AnyID: Ultra-Fidelity Universal Identity-Preserving Video Generation from Any Visual References
Abstract
Identity-preserving video generation offers powerful tools for creative expression, allowing users to customize videos featuring their beloved characters. However, prevailing methods are typically designed and optimized for a single identity reference. This underlying assumption introduces two significant limitations: it curtails creative flexibility by poorly accommodating diverse, real-world input formats, and more critically, it compromises identity fidelity. Relying on a single source is an ill-posed setting, and provides an inherently ambiguous foundation, making it difficult for the model to faithfully reproduce an identity across novel contexts.
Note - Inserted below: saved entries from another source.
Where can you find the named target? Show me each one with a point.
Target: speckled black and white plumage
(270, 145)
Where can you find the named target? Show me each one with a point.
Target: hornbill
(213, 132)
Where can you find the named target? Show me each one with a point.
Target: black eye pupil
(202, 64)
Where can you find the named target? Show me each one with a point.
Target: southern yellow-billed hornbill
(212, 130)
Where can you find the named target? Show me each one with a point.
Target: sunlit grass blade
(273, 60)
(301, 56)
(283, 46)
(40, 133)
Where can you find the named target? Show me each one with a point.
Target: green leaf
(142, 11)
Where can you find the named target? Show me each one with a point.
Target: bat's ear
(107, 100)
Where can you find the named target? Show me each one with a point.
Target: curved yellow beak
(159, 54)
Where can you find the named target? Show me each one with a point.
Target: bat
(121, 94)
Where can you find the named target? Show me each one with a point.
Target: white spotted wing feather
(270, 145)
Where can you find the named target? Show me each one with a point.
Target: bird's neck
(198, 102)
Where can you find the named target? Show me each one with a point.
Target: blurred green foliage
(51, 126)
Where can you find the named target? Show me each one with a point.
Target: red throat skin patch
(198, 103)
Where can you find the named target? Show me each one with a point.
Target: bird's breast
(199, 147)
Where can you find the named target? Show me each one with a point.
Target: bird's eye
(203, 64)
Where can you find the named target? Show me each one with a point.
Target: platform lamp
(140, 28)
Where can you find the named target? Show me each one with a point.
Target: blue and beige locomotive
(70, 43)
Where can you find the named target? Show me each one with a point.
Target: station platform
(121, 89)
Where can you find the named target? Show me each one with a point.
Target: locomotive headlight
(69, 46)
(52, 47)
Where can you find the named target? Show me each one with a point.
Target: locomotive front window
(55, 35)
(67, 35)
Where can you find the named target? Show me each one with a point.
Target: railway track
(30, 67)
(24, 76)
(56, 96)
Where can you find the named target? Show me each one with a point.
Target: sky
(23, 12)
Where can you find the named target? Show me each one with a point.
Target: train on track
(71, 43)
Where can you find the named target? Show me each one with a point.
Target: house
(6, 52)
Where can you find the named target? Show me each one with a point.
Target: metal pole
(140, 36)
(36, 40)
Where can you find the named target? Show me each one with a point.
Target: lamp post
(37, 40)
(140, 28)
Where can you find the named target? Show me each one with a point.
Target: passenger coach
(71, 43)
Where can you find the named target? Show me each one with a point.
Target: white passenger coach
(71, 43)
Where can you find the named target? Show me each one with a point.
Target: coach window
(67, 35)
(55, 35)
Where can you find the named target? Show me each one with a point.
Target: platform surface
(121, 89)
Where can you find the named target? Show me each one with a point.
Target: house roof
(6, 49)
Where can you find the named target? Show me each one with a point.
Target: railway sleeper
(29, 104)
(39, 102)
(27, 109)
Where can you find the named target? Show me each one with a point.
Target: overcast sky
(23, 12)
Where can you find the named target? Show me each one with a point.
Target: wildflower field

In response, we present AnyID, an ultra-fidelity identity-preservation video generation framework. Our approach makes two core contributions. First, we introduce a scalable omni-referenced architecture that effectively unifies heterogeneous identity inputs (e.g., faces, portraits, and videos) into a cohesive representation. Second, we propose a primary-referenced generation paradigm, which designates one reference as a canonical anchor and uses a novel differential prompt to enable precise, attribute-level controllability. The model is trained on a large-scale, meticulously curated dataset to ensure robustness and high fidelity. In addition, we perform a final fine-tuning stage using reinforcement learning. This process leverages a preference dataset constructed from human evaluations, where annotators performed pairwise comparisons of videos based on two key criteria: identity fidelity and prompt controllability. Extensive evaluations validate that AnyID achieves ultra-high identity fidelity as well as superior attribute-level controllability across different task settings. All the codes, data and models will be publicly released.